У микрофона – ведущий нашего ''Кинообозрения'' Андрей Загданский.
Андрей Загданский: Первый европейский фильм самого известного иранского режиссера Аббаса Киаростами по-английский называется “Certified copy” . По-русски картину перевели как ''Копия верна'', но мне кажется более точным, более близким к бюрократическому фразеологизму было бы русское ''С подлинным верно''. В картине снимается знаменитая Жюльетт Бинош и Уильям Шимелл самый известный оперный певец в Англии.

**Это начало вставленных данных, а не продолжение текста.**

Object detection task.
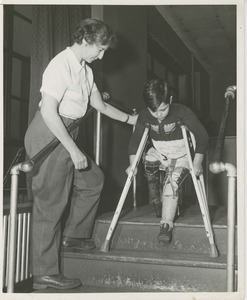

Все действие фильма происходит в Италии.
Он - искусствовед, автор нескольких книг, сборников искусствоведческих эссе, она - владелица антикварного магазина, где, кончено же, по определению, продаются и оригиналы, и копии, например, римские копии греческих оригиналов. Фильм, собственно, начинается с того, что герой Шимелла представляет в Италии свою новую книгу ''Копия верна''. Эль (так зовут героиню Бинош), приходит на презентацию книги и садится в первом ряду. За ней нехотя тащится ее сын, мальчик лет 12-13. Эль сидит в первом ряду и может сложиться впечатление, что она хорошо знакома с Джеймсом, главным героем. Впрочем, может, и нет - она пишет свой номер телефона на обратной стороне карточки, оставляет карточку агенту Джеймса, который сидит рядом с ней, и уходит. За ней тащится ее сын, который без перерыва играет в какую-то игру на своем телефоне. Из разговора с сыном мы понимаем, что Эль хочет познакомиться с Джеймсом, и мальчик иронизирует по этому поводу, он даже говорит: ''Ты хочешь влюбиться''. И потом из ее разговора мы понимаем, что у мальчика и у Джеймса одинаковые фамилии. В следующей сцене Джеймс приходит в магазин антиквариата к Эль. Свидание, назначенная деловая встреча - неясно. Она и возбуждена, и смущена, и хочет говорить, и не знает, с чего начать. Начинает с комплимента в адрес с его книги. Он держится и сухо, и раскованно. Они решают, куда идти. Она предлагает прогулку в машине, они садятся в ее автомобиль и едут, говоря о книге, о подлинниках и подделках в искусстве, о копиях. В машине он подписывает для нее несколько копий своей книги. Длинный кадр - вечернее солнце, в лобовом стекле отражаются ветки деревьев, дома, а иногда прохожие. Все очень медленно, ничего не происходит, почти ничего. Разве что Бинош очень хороша - и одета элегантно, и хочет понравиться, как хочет понравиться женщина, которой уже за сорок, немного старается, но с достоинством. А потом, словно махнула рукой - и стараться перестала, и стала сама собой. И уже под конец этого, кажется, ничего не сулящего свидания, вдруг предлагает Джеймсу отвезти его куда-то, показать ему что-то недалеко, что ему будет очень интересно. Он соглашается, но напоминает ей, что должен вернуться не позже девяти - у него поезд.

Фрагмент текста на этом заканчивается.